We will have to resolve this question sooner or later, and the sooner we do so, the better. This case presented a good opportunity to consider the issue, but unfortunately the Court has again found the occasion inopportune.
In my view, the applicants have shown that the question presented by this case easily satisfies our usual criteria for certiorari, see this Court’s Rule 10, and it is also likely that they would prevail on the merits if review were granted.
The Elections Clause provides that rules governing the “Times, Places and Manner of holding Elections for Senators and Representatives” must be “prescribed in each State by the Legislature thereof.” Art. I, §4, cl. 1 (emphasis added). This Clause could have said that these rules are to be prescribed “by each State,” which would have left it up to each State to decide which branch, component, or officer of the state government should exercise that power, as States are generally free to allocate state power as they choose.
But that is not what the Elections Clause says. Its language specifies a particular organ of a state government, and we must take that language seriously.
In this case, after North Carolina gained a seat in the House of Representatives, the North Carolina General Assembly twice adopted new congressional districting maps. But on both occasions, the State Supreme Court rejected those maps and ultimately ordered that the 2022 election proceed on the basis of a map of the court’s own creation. The court justified its actions on the ground that the General Assembly’s maps constituted partisan gerrymanders and thus violated a congeries of state constitutional provisions. But none of those provisions says anything about partisan gerrymandering, and all but one make no reference to elections at all.
The applicants, who are members of the North Carolina Legislature, contend that the State Supreme Court took it upon itself to decide the “Manner” in which the State’s congressional elections will be held and that the court therefore usurped the power that the Elections Clause confines to the “Legislature.”
The other side answers that state election laws must be interpreted and applied by the state courts, that this is what the State Supreme Court did in this case when it interpreted and applied the State Constitution, and that this Court has no authority to overrule a state supreme court’s interpretation of state law.
Both sides advance serious arguments, but based on the briefing we have received, my judgment is that the applicants’ argument is stronger.
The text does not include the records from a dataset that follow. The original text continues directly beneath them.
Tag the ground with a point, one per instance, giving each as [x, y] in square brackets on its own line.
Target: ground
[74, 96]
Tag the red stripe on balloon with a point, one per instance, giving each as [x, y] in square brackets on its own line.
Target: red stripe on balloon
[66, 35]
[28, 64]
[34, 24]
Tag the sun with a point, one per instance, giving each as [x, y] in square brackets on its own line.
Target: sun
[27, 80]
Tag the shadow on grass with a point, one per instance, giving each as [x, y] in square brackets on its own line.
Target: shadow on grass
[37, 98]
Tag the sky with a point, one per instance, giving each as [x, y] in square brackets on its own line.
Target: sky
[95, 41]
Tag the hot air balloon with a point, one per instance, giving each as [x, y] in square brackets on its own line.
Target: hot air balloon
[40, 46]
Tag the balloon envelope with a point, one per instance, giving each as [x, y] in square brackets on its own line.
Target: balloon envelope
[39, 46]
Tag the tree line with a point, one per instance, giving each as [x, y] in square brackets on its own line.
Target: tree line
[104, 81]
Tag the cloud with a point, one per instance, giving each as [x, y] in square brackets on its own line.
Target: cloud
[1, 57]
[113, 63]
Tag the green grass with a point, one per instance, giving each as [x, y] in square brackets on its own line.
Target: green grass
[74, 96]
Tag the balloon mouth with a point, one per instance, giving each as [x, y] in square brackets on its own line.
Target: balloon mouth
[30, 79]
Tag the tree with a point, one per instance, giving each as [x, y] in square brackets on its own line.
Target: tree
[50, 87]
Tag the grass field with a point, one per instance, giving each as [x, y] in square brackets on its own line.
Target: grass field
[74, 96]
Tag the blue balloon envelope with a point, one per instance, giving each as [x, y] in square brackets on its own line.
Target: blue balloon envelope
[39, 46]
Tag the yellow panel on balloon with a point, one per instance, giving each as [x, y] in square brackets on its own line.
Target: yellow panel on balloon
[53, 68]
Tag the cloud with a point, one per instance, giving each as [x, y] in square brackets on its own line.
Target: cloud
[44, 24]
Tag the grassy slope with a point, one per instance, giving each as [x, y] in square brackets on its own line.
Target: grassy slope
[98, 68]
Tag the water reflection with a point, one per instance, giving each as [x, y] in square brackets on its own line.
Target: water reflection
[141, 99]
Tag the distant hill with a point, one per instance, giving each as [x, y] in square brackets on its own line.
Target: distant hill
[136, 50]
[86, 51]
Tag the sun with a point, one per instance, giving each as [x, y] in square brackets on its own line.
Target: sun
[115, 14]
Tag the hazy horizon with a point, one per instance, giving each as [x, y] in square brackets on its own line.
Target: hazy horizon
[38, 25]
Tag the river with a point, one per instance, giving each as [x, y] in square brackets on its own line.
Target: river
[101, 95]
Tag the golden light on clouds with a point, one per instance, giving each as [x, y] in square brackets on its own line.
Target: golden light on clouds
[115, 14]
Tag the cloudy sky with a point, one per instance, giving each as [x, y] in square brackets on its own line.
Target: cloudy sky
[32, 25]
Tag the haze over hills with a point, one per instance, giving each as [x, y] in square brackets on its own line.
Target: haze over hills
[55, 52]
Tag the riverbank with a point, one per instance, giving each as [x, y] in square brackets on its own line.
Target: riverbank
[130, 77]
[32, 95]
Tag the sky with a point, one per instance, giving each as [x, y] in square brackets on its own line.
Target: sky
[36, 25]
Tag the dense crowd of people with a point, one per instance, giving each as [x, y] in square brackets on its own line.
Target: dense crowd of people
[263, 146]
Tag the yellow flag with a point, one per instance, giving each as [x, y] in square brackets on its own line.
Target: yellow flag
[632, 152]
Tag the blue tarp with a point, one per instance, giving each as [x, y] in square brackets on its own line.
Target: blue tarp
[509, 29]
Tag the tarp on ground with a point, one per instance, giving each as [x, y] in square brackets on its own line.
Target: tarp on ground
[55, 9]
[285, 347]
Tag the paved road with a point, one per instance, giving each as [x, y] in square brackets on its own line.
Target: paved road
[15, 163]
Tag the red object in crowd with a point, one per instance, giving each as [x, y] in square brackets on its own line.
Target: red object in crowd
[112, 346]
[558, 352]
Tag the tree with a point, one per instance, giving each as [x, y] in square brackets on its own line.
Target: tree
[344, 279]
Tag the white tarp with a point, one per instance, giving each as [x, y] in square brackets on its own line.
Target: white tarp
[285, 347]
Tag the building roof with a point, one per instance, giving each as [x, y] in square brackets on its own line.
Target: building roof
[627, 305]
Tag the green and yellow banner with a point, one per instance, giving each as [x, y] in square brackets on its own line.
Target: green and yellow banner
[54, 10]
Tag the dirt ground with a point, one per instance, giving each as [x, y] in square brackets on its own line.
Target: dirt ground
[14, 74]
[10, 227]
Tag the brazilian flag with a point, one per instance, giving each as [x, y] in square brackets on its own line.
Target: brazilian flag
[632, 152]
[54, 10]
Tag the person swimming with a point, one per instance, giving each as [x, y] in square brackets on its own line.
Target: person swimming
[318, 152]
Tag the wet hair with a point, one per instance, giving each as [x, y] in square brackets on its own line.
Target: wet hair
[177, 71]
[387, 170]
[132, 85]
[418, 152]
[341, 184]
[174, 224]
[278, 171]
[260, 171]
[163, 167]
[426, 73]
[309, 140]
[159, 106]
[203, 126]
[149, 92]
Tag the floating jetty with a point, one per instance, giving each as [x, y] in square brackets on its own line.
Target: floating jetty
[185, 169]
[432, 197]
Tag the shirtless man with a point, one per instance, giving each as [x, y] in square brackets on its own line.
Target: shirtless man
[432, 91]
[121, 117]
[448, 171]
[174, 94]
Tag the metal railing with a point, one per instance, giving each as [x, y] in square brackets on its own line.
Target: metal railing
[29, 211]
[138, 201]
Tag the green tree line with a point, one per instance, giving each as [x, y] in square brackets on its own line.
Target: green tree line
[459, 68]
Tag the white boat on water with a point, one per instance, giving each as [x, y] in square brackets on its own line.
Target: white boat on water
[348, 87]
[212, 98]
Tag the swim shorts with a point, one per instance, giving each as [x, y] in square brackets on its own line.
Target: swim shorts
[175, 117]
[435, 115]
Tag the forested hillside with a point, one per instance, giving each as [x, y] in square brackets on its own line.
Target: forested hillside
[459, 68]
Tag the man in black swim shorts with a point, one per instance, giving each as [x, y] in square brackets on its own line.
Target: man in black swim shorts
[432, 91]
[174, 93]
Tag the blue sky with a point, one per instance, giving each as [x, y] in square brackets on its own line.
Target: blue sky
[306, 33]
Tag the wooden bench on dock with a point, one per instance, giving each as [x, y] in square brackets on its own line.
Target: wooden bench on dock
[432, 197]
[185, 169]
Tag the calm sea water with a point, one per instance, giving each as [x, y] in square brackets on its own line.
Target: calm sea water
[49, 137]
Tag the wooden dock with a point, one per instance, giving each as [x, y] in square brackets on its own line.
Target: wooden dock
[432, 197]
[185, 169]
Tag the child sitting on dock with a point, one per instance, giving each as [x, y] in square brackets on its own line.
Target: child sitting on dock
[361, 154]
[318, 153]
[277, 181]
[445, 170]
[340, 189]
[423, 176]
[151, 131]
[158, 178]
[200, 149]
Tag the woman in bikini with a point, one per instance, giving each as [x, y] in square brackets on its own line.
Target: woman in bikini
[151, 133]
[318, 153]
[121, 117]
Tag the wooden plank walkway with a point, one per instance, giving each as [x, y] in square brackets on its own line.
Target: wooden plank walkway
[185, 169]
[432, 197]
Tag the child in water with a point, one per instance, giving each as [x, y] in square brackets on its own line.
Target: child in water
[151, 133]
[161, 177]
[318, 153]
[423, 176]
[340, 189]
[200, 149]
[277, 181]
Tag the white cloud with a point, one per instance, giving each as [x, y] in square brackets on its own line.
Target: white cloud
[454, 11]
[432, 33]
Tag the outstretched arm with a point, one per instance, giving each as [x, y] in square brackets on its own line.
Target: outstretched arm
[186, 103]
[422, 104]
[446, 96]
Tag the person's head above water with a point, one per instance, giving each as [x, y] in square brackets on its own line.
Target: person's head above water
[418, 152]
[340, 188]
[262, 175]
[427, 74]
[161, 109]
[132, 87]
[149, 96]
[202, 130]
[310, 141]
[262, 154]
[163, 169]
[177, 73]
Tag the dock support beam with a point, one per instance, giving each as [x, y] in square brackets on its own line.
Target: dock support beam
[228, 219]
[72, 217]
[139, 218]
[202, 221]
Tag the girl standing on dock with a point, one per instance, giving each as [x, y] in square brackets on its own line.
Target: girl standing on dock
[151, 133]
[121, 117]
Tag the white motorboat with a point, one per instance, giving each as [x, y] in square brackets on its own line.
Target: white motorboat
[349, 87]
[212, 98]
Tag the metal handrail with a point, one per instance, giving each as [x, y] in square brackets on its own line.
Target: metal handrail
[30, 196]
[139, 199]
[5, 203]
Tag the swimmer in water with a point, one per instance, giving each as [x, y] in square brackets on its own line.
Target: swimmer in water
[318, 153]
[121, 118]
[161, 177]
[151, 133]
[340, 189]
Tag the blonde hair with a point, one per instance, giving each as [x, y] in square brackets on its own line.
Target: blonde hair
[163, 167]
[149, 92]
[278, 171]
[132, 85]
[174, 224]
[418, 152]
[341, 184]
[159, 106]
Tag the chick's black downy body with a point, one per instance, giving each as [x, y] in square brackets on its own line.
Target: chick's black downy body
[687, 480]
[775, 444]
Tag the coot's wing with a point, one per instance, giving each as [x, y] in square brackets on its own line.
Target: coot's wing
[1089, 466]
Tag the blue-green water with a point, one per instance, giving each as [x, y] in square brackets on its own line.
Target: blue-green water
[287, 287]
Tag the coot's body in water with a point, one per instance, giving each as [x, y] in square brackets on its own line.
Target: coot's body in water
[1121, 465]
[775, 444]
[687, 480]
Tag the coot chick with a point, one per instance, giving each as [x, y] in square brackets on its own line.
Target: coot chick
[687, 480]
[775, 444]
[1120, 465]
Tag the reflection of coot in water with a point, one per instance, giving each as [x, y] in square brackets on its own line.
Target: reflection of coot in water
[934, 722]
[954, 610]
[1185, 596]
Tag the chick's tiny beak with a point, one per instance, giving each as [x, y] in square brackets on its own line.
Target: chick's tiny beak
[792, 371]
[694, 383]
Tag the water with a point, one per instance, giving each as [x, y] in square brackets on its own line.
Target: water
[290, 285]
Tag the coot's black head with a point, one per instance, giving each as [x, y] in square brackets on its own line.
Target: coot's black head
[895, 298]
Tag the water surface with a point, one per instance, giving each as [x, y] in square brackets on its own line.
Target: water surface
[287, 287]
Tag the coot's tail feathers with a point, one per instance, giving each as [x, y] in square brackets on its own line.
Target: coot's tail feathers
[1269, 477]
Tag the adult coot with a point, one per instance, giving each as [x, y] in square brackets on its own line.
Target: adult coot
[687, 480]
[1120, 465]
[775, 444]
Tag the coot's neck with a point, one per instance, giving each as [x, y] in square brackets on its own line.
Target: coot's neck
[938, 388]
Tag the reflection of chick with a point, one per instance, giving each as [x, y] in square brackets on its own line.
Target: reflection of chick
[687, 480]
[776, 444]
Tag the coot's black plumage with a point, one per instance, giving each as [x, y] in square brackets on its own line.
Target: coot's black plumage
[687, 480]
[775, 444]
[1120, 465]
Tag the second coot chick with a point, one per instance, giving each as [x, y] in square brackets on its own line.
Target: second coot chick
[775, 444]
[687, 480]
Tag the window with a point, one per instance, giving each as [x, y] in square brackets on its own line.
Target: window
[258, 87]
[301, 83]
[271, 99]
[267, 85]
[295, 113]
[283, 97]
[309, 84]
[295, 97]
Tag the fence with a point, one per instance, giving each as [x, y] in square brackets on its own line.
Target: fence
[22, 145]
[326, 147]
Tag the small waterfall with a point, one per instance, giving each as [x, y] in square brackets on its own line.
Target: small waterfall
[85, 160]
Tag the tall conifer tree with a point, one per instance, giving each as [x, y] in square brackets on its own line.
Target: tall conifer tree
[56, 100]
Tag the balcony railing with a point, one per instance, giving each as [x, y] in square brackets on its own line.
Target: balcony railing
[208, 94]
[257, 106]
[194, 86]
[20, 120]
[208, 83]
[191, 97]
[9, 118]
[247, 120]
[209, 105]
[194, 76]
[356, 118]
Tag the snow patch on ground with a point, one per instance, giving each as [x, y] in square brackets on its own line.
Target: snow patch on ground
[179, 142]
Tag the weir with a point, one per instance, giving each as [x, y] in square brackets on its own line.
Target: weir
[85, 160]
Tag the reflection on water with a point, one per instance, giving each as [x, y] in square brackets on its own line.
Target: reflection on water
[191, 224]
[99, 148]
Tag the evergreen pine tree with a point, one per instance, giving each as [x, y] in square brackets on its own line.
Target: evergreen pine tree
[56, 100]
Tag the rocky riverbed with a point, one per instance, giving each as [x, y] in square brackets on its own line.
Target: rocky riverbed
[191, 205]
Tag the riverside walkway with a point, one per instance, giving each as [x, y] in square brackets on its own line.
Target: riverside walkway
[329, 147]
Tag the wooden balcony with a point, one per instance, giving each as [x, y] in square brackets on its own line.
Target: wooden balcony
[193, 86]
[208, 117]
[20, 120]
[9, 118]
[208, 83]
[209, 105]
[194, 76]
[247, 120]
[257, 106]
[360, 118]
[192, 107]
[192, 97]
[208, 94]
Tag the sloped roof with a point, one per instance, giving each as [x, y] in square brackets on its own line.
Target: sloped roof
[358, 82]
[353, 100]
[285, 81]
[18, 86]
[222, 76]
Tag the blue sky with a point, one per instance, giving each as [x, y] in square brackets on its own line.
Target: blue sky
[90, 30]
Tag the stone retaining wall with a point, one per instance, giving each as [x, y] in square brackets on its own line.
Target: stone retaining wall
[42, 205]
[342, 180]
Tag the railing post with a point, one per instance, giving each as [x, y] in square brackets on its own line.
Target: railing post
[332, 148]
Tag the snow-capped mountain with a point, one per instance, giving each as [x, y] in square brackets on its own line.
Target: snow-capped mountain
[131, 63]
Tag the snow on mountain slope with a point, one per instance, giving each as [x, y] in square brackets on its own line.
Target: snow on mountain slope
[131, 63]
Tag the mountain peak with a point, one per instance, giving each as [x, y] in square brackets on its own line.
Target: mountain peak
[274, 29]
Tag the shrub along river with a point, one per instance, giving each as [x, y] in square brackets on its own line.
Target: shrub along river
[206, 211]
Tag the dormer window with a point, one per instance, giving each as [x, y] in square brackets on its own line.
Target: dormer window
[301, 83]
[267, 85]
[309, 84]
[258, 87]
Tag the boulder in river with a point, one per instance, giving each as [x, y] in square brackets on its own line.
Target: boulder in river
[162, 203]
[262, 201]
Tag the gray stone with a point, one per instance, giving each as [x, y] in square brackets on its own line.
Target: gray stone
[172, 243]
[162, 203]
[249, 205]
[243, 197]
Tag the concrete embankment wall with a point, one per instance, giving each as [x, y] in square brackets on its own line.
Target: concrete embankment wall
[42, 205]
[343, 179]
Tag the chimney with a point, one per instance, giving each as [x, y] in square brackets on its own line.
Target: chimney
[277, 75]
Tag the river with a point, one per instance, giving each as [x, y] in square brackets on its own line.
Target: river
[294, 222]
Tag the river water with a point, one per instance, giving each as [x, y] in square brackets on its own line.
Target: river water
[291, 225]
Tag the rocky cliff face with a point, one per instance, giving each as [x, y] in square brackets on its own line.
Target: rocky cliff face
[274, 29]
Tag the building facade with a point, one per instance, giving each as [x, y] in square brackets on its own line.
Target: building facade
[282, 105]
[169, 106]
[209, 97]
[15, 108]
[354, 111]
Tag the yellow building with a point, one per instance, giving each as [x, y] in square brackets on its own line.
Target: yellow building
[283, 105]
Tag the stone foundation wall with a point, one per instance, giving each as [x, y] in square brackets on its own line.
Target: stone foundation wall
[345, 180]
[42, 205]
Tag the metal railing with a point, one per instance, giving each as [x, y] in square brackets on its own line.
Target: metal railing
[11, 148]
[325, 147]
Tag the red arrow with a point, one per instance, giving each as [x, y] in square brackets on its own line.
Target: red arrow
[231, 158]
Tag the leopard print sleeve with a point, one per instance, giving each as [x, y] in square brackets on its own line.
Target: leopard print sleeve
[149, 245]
The question presented is one of federal not state law because the state legislature, in promulgating rules for congressional elections, acts pursuant to a constitutional mandate under the Elections Clause.
And if the language of the Elections Clause is taken seriously, there must be some limit on the authority of state courts to countermand actions taken by state legislatures when they are prescribing rules for the conduct of federal elections. I think it is likely that the applicants would succeed in showing that the North Carolina Supreme Court exceeded those limits. <Source: SCOTUS>
While the decision should be a 9-0 affirmation of the U.S. Constitution, it is more likely to be a 6-3 decision with the Court's liberals shouting against the wind.
If the Court does screw this up, electoral chaos will become a fact of life, and we will be majorly screwed.